Climate Financing

ETS Revenues

The European carbon market, currently under review, will likely generate emission allowances worth over a trillion euros over 10 years, which is more than the EU’s entire Covid recovery budget. Under the current system, up to 43% of the emission cap can be distributed each year to industry to protect against carbon leakage.  

The permits that are not given for free to industrial installations (and airlines) are sold or auctioned by the European Commission (via the EIB) or by Member States. A share of the proceeds is dedicated to the Modernisation Fund for poorer Member States to upgrade their energy infrastructure; another share is for the Innovation Fund. 

Our Campaigns:

Accelerate the implementation of the CBAM and phasing out of free allocation

 For the emission permits not given for free, make sure the proceeds are spent efficiently

The Innovation Fund

The EU’s Innovation Fund, launched in 2018, is the EU’s programme for funding cutting-edge low-carbon technologies. According to the European Commission, to be eligible, projects must be, highly innovative, cost-efficient, mature, scalable, and have a significant emission reduction potential. 

The Innovation Fund is financed using revenues from the Emissions Trading Scheme (ETS), under which certain sectors must buy emission permits (allowances) to be allowed to pollute. We estimate that it will receive the proceeds from the sale of nearly 800 million emission permits over the period of 2021-2030. Subsidies come in the form of grants (paid mostly upfront) but may also include performance-based amounts in the future. In practice, the funding goes to sectors already receiving emission permits under the EU ETS.  

We estimate that the fund will be worth €75 billion. How the money will be spent is therefore more critical than ever. 

As Sandbag’s research showed, the Fund’s current granting approach is costly and inefficient.
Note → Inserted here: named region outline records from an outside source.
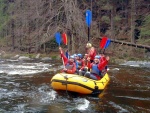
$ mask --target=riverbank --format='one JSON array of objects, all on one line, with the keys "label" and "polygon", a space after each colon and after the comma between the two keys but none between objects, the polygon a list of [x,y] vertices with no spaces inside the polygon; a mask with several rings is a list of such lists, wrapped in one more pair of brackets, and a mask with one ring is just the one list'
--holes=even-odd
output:
[{"label": "riverbank", "polygon": [[[136,58],[136,57],[126,57],[126,58],[118,58],[116,56],[110,56],[110,64],[123,64],[127,61],[150,61],[149,58]],[[60,60],[59,52],[51,52],[50,54],[43,54],[43,53],[16,53],[16,52],[0,52],[0,58],[1,59],[12,59],[12,60]]]}]

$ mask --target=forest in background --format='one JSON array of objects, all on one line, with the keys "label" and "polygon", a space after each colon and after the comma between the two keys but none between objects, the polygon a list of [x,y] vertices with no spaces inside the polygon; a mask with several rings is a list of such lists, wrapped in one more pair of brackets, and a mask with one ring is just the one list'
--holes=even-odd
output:
[{"label": "forest in background", "polygon": [[[83,52],[87,9],[92,11],[90,42],[97,49],[103,36],[150,46],[149,0],[0,0],[0,49],[49,53],[58,50],[54,34],[66,32],[69,50]],[[147,52],[118,44],[107,51],[119,57]]]}]

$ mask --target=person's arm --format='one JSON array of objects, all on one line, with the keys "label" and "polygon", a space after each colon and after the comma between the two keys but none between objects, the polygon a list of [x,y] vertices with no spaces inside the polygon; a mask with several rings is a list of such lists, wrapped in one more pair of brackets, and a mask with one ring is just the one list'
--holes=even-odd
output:
[{"label": "person's arm", "polygon": [[69,74],[74,74],[76,72],[76,65],[75,65],[75,63],[73,63],[73,68],[72,69],[67,69],[66,72],[69,73]]}]

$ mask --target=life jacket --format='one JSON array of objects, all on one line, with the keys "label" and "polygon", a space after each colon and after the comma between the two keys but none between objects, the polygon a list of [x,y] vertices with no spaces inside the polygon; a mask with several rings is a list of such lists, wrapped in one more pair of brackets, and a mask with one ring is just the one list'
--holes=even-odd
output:
[{"label": "life jacket", "polygon": [[68,62],[68,63],[66,64],[65,68],[71,70],[71,69],[73,68],[73,66],[74,66],[73,63],[70,64],[70,63]]},{"label": "life jacket", "polygon": [[82,62],[79,60],[76,60],[76,68],[80,69],[82,67]]},{"label": "life jacket", "polygon": [[96,75],[101,75],[101,71],[98,69],[98,64],[92,65],[91,73],[96,74]]}]

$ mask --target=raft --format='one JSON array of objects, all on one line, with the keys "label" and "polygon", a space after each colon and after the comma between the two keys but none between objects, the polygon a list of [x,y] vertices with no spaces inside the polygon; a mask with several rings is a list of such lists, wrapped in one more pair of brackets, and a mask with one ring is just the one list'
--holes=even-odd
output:
[{"label": "raft", "polygon": [[110,78],[106,73],[101,80],[93,80],[76,74],[57,73],[51,79],[51,86],[54,90],[65,90],[80,94],[101,93]]}]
Upfront subsidies are used in the wrong way and do not address competitive distortions, leading to high decarbonisation costs instead of incentives for low carbon activities. 
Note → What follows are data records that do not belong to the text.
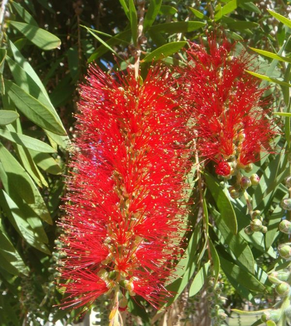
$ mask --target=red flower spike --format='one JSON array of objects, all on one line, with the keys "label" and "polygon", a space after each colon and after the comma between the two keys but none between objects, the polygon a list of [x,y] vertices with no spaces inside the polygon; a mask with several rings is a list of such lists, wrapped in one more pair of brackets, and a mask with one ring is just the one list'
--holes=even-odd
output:
[{"label": "red flower spike", "polygon": [[180,95],[160,67],[142,85],[130,72],[114,79],[93,66],[87,81],[60,223],[66,257],[59,269],[67,280],[61,286],[69,294],[63,306],[121,289],[158,307],[171,296],[163,284],[180,253],[185,213],[190,163]]},{"label": "red flower spike", "polygon": [[245,166],[259,160],[262,151],[274,152],[270,141],[275,134],[263,109],[269,104],[261,98],[265,89],[245,71],[253,59],[245,53],[233,56],[234,46],[226,39],[218,45],[213,36],[207,46],[192,43],[188,65],[179,71],[198,152],[224,176],[234,155]]}]

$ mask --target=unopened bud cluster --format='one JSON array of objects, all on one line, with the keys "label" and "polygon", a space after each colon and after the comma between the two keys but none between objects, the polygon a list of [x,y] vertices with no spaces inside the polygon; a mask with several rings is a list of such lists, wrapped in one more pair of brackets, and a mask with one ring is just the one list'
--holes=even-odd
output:
[{"label": "unopened bud cluster", "polygon": [[242,176],[239,181],[228,188],[228,192],[233,199],[239,198],[243,195],[244,190],[252,186],[257,186],[259,182],[259,177],[257,173],[253,173],[249,178]]},{"label": "unopened bud cluster", "polygon": [[225,326],[224,321],[227,315],[223,309],[226,299],[222,295],[224,283],[220,275],[219,279],[215,283],[214,277],[210,277],[208,281],[208,286],[206,290],[207,299],[212,308],[210,309],[210,316],[213,326]]},{"label": "unopened bud cluster", "polygon": [[291,294],[290,286],[290,271],[288,269],[273,272],[268,275],[269,280],[275,286],[275,291],[280,301],[276,304],[276,309],[270,309],[264,311],[261,320],[267,326],[277,326],[286,317],[291,317],[291,306],[282,308],[284,303],[288,302]]},{"label": "unopened bud cluster", "polygon": [[259,210],[255,210],[251,214],[252,221],[249,225],[244,228],[246,234],[251,235],[254,232],[260,232],[266,233],[268,231],[267,226],[263,225],[263,218],[260,216]]}]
The scale of the climate change challenge requires careful funding allocation: more parsimonious subsidies to activities that do not expose investors to innovation-related risks  would free up the funds needed to support activities with high abatement potential currently left out of the granting mechanisms. 
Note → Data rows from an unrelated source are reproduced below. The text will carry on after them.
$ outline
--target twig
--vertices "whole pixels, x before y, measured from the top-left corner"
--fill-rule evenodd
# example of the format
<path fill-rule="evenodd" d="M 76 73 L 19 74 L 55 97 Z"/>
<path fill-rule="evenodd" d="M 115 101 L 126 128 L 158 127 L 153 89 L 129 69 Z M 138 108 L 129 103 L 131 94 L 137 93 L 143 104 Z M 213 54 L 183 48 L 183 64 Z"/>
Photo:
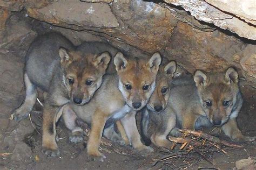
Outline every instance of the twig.
<path fill-rule="evenodd" d="M 175 154 L 169 154 L 166 156 L 165 156 L 164 157 L 162 157 L 160 159 L 158 159 L 157 160 L 154 162 L 154 164 L 152 164 L 152 166 L 154 166 L 156 165 L 157 165 L 157 164 L 160 161 L 164 161 L 164 160 L 166 160 L 167 159 L 172 159 L 172 158 L 176 158 L 177 157 L 177 155 L 175 155 Z"/>
<path fill-rule="evenodd" d="M 197 153 L 198 153 L 198 154 L 200 155 L 201 157 L 202 157 L 204 160 L 205 160 L 206 161 L 207 161 L 208 162 L 210 163 L 211 164 L 213 165 L 213 163 L 212 163 L 212 161 L 208 160 L 208 159 L 204 155 L 203 155 L 199 151 L 198 151 L 197 148 L 194 148 L 193 150 L 194 151 L 197 152 Z"/>
<path fill-rule="evenodd" d="M 195 131 L 190 129 L 180 129 L 180 131 L 185 134 L 191 134 L 196 136 L 198 136 L 203 138 L 206 139 L 208 140 L 210 140 L 212 142 L 221 144 L 225 146 L 228 146 L 232 147 L 238 147 L 242 148 L 244 147 L 242 145 L 238 145 L 234 143 L 228 141 L 224 140 L 221 140 L 219 138 L 213 136 L 212 135 L 208 134 L 207 133 L 203 133 L 202 132 Z"/>
<path fill-rule="evenodd" d="M 35 130 L 36 130 L 36 131 L 37 132 L 37 133 L 38 133 L 39 134 L 41 134 L 36 129 L 36 126 L 35 126 L 34 124 L 33 124 L 33 122 L 32 122 L 32 119 L 31 119 L 31 116 L 30 115 L 30 114 L 29 114 L 29 119 L 30 120 L 30 122 L 31 123 L 31 124 L 32 124 L 32 126 L 33 126 L 33 128 L 35 129 Z"/>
The Parliament’s ETS revision proposal included the creation of a new Climate Investment Fund, which was closer to what Sandbag had suggested (a Carbon Neutrality Fund). Its scope would have been extended to “techniques, processes and technologies that may no longer be considered innovative” as was asked in the Parliament’s report in June 2022. This was later dropped during the ETS trilogues. 

The Innovation Fund has been overhauled to reflect recent changes to the ETS. You can find Sandbag’s proposals submitted to the European Commission’s Innovation Fund Expert Group here.  

Our Campaigns:

Avoid upfront funding to innovation as much as possible.

In our feedback to the European Commission’s Innovation Fund Expert Group, we detail how upfront funding crowds out private investment, does not incentivise performance and creates more risk of projects closing down (if their profits become negative). Instead, contracts (fixed premium or contract for difference) should be rewarded to projects on the basis of their performance. 

Make resource-saving a requirement for Innovation Fund support.  

The degree of resource saving is only covered by the IF criteria in optional ways. For example, as part of the “degree of innovation” criteria, the fact that a project also saves resources can be considered a “plus”. Resource-saving is key to scalability and should therefore be explicitly assessed in a mandatory criterion with equal importance as a project’s degree of innovation. Scalability should be considered on an economy-wide level.  

Fix the funding gap for circularity

As incumbent technologies receive free emission allowances and innovative ones receive Innovation Fund money, the Innovation Fund makes circularity activities that are not innovative become even less competitive than they are already. Carbon contracts for substitution (not for difference) for these activities should be introduced to bridge this gap.